LOS GEO son el cuerpo de élite de la Policía Nacional. La idea se le ocurrió al polifacético Martín Villa en 1978, como ministro del Interior. El grupo fue creado a imitación del expeditivo GSG-9 alemán, que el año anterior se había anotado un gran éxito con sus contundentes y arriesgados métodos. En octubre de 1977, cinco terroristas secuestraron en Mogadiscio (Somalia) un avión de Lufthansa con 87 viajeros a bordo.

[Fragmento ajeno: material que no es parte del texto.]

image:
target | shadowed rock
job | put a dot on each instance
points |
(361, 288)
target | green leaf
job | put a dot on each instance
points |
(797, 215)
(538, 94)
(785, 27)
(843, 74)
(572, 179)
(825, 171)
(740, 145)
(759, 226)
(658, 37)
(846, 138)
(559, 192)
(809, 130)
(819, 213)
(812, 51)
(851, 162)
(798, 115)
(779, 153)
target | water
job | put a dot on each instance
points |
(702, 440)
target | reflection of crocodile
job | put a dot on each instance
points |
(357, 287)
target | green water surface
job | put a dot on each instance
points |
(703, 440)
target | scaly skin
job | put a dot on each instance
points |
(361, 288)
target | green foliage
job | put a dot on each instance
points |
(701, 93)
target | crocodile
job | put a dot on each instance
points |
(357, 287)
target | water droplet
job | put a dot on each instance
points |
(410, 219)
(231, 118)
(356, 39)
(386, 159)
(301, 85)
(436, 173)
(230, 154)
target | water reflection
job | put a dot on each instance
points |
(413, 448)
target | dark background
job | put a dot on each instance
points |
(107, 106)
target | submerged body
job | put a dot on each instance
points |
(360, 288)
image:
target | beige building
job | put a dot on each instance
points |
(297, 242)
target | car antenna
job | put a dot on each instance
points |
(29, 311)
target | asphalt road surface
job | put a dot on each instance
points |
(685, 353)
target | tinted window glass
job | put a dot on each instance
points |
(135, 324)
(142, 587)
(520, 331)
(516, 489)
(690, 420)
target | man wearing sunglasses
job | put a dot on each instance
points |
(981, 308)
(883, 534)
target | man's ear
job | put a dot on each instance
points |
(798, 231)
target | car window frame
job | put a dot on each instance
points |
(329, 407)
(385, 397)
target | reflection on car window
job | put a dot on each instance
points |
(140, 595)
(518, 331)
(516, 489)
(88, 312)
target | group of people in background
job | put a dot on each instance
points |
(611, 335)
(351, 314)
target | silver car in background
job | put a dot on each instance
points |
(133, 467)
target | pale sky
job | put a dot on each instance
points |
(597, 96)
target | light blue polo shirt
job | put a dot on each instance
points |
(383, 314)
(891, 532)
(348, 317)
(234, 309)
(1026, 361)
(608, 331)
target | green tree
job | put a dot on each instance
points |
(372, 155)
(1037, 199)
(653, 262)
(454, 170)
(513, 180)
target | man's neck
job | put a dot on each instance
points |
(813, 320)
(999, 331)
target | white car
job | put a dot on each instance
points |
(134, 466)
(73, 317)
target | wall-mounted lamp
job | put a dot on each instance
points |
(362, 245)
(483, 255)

Una unidad del GSG-9 asaltó la nave y en diez minutos rescató a todos los rehenes. De los aspirantes a ingresar en los GEO, sólo el 14% superan las exigentes pruebas de admisión. Además de unas cualidades físicas notables, hay que acreditar un temple psicológico poco común. Los geos actúan en casos de riesgo extremo. Su pericia contrastada ha permitido resolver situaciones límite con fulminantes golpes de mano. Su currículo es formidable: en 26 años han liberado a más de 400 personas y han desarticulado 35 comandos terroristas. Quien entra en los GEO sabe que no va a trabajar en la caja de ahorros. Y debe ser consciente de que maneja materias delicadísimas, en la médula de la seguridad del Estado. Por eso desconcierta que, sólo cuatro días después de la dramática operación de Leganés, uno de los agentes que participaron acuda a una radio para poner verdes a sus superiores. Además, el policía de élite airea su protesta en una situación de máxima alerta antiterrorista y de gran de provisionalidad (el viejo Gobierno se está yendo y el nuevo aún no ha entrado). Si cree que la redada contra los asesinos del 11-M se ejecutó mal, tenía vías internas para elevar su queja, como se hace en todas las grandes democracias occidentales. Como dicen en el fútbol: algunas cosas hay que lavarlas en el vestuario.